Kata orang, aku
gila karena punya cita-cita keliling dunia. Kata orang, aku bisa buta karena
punya keinginan terlalu banyak melihat ke luar sana. Kata orang, aku naif saat
aku mulai banyak menulis di atas kertas tentang impianku disana. Tidak kah
mereka tahu kalau itu doa? Silakan saja menertawai doa-doaku yang aku lagukan
sepanjang hidupku, aku tidak peduli. Silakan saja mencemoohku untuk semua
harapan yang terlalu omong kosong kalau menurutmu, aku tidak peduli.
Aku juga ingin
keliling Indonesia, tapi aku lebih ingin keliling dunia. Dunia terlihat sangat besar
memang, tapi tidak pernah sebesar Bima Sakti, tidak pernah sebesar ribuan
galaksi-galaksi. Jadi untuk apa menunggu lagi? Sudah banyak orang yang
membuatku iri (sekaligus bersemangat) karena kesempatan mereka yang lebih dulu
bepergian kesini-sana. Mereka terlihat bahagia.
Hey T, aku dulu tidak suka
padamu. Aku sendiri heran mengapa hampir setiap teman dekatku ingin menginjakkan kaki
di tanahmu. Di masa kuliahnya, seorang temanku bahkan mempelajari bahasamu. Aku
dulu tidak suka lagu yang diputar adikku dalam bahasamu. Selalu berisik kalau
menurutku. Aku dulu tidak suka makananmu, bagiku makanan Italia lebih akan
memanjakan lidahku. Setidaknya, pasti lebih asin daripada banyak makananmu yang
plain. Aku dulu tidak suka hampir
semua tentangmu.
Desember tahun
lalu, aku berkesempatan mengunjungimu. Di antara kompetisi yang aku ikuti,
entah kenapa Tuhan malah memenangkanmu untukku. Mungkin Tuhan tidak suka caraku
tidak menyukaimu, jadi ditamparnya aku. Aku memang harus berjuang lagi di
tanahmu, menjadi yang tebaik diantara yang terbaik. Kalimat yang hampir
membuatku frustasi tapi entah mengapa aku bisa juga menikmati segala sensasi.
Aku dulu berjuang dengan banyak manusia-manusia baru yang terlihat jauh lebih
ambisius dariku. Kali ini benar kata orang,
jarak antara kamu dan mimpimu hanyalah orang-orang yang lebih ambisius itu.
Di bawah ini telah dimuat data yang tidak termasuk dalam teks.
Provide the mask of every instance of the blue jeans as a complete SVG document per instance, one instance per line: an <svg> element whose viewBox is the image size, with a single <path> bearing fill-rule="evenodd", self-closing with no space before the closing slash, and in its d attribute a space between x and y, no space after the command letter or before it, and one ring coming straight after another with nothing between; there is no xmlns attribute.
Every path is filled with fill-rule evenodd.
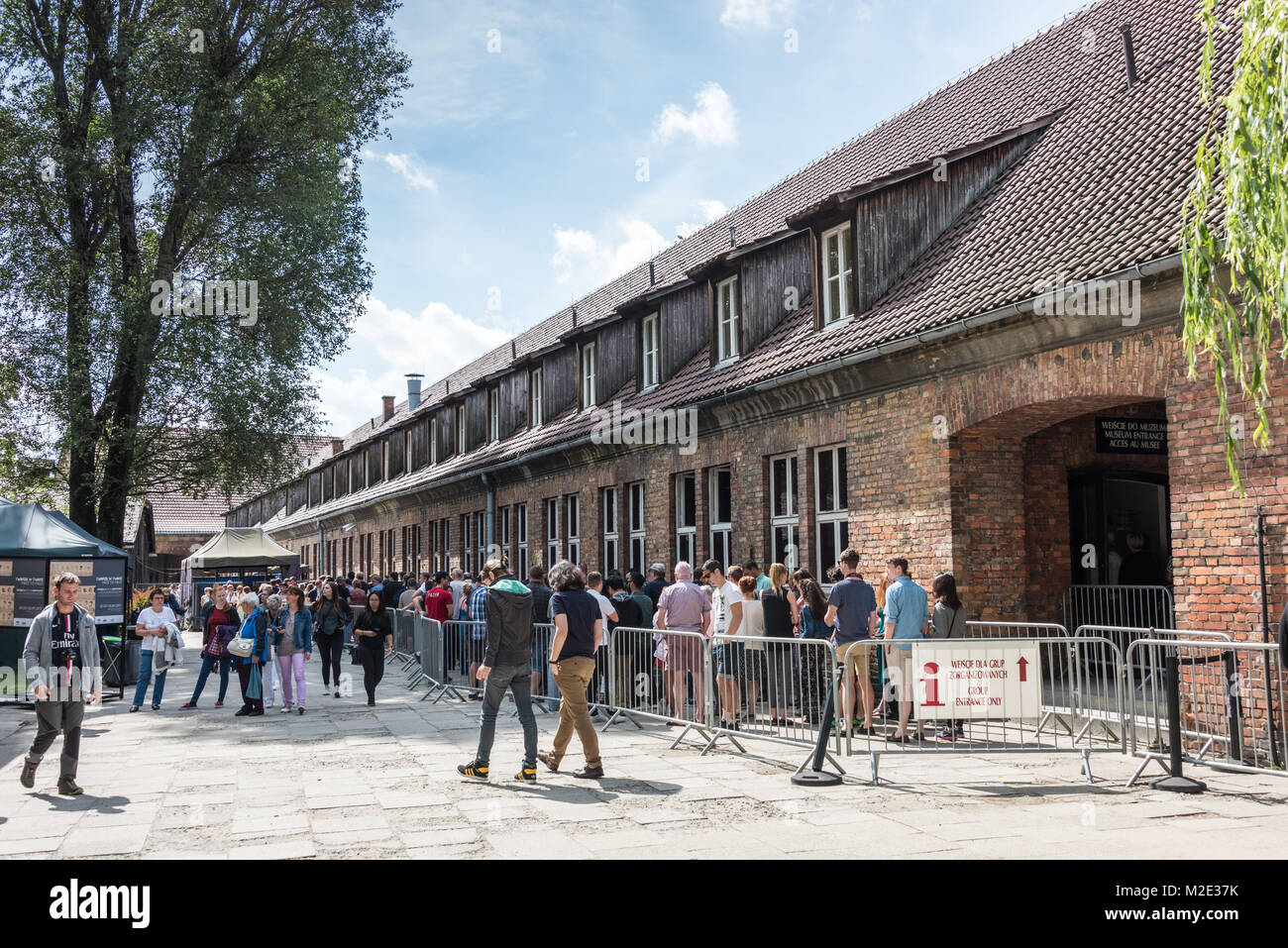
<svg viewBox="0 0 1288 948"><path fill-rule="evenodd" d="M514 693L523 725L523 765L537 765L537 717L532 714L532 668L528 662L498 665L488 672L483 688L483 708L479 714L479 750L474 755L479 764L487 764L496 738L496 712L501 708L505 690Z"/></svg>
<svg viewBox="0 0 1288 948"><path fill-rule="evenodd" d="M206 679L210 678L210 671L215 667L215 662L219 663L219 701L223 701L224 696L228 694L228 671L232 668L233 659L202 656L201 671L197 674L197 687L192 689L191 703L196 705L197 698L201 697L201 689L206 687Z"/></svg>
<svg viewBox="0 0 1288 948"><path fill-rule="evenodd" d="M143 699L148 697L148 684L152 681L152 652L142 652L139 654L139 683L134 687L134 706L139 707L143 705ZM152 703L161 703L161 693L165 690L165 676L170 674L166 668L160 675L157 675L156 688L152 689Z"/></svg>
Jadi apapun yang kalian hadapi, berusahalah tanpa lelah, saranku.
Di tanahmu, aku
mengenal banyak orang baru. Mereka menjadi teman berdiskusiku, teman bermainku,
dan teman bersenang-senangku, pun pesaing untukku kala itu. Ah kamu, kamu
sudah mengajariku cara beradaptasi yang baru. Terimakasih.
Di tanahmu, aku
melihat dunia yang baru. Masa depan yang dirancang orang-orangmu yang sangat
ambisius itu, pun beberapa hal yang ku anggap mainstream yang tak bisa ku temui di sekitarku. Setidaknya, kamu
sudah mengajariku terus berpikir tanpa jemu. Terimakasih.
Di tanahmu, aku
pernah melihat seorang tuna netra berjalan sendirian di stasiun kereta yang
menurutku paling sibuk kala malam. Aku rasa dia tidak terlalu mengeluh dengan
begitu bisingnya langkah kaki ratusan manusia yang didengarnya seharian.
Hebatnya, dia bisa bertahan di tanahmu yang kata orang kejam. Iya, itu menjadi
pelajaran yang ku simpan. Ini juga terimakasih.
Aku sadar, aku
menikmati setiap momen yang aku habiskan di tanahmu; berbincang dengan
orang-orang baru tentang budaya dari negeri-negeri mereka, berdiskusi tentang sesuatu
yang sebelumnya tidak ku pahami sepenuhnya, menghirup udara musim dinginmu jika
berada di luar sana, menikmati design kotamu yang rapi dengan futuristik dan
budayanya, melihat orang sibuk berjalan lalu-lalang mengejar kereta malam,
mencium aroma harum yang kau sajikan di kedai-kedai makananmu yang dulu tidak
pernah ku sangka. Aku beruntung pernah dipertemukan Tuhan denganmu. Mungkin aku
harus lebih banyak mendengar kata orang sekarang. Tidak tentang impianku yang
mereka tentang, tapi tentang kamu dan kamu-kamu lain yang tadinya tidak mau ku
dengar dan ku perhitungkan karena kemalasanku mempelajari hal yang terlihat membosankan. Aku janji untuk tidak mengulangi. Pasti.
Di tanahmu, aku
menanam impian baru. Mungkin Holland masih menjadi favoritku, tapi kamu...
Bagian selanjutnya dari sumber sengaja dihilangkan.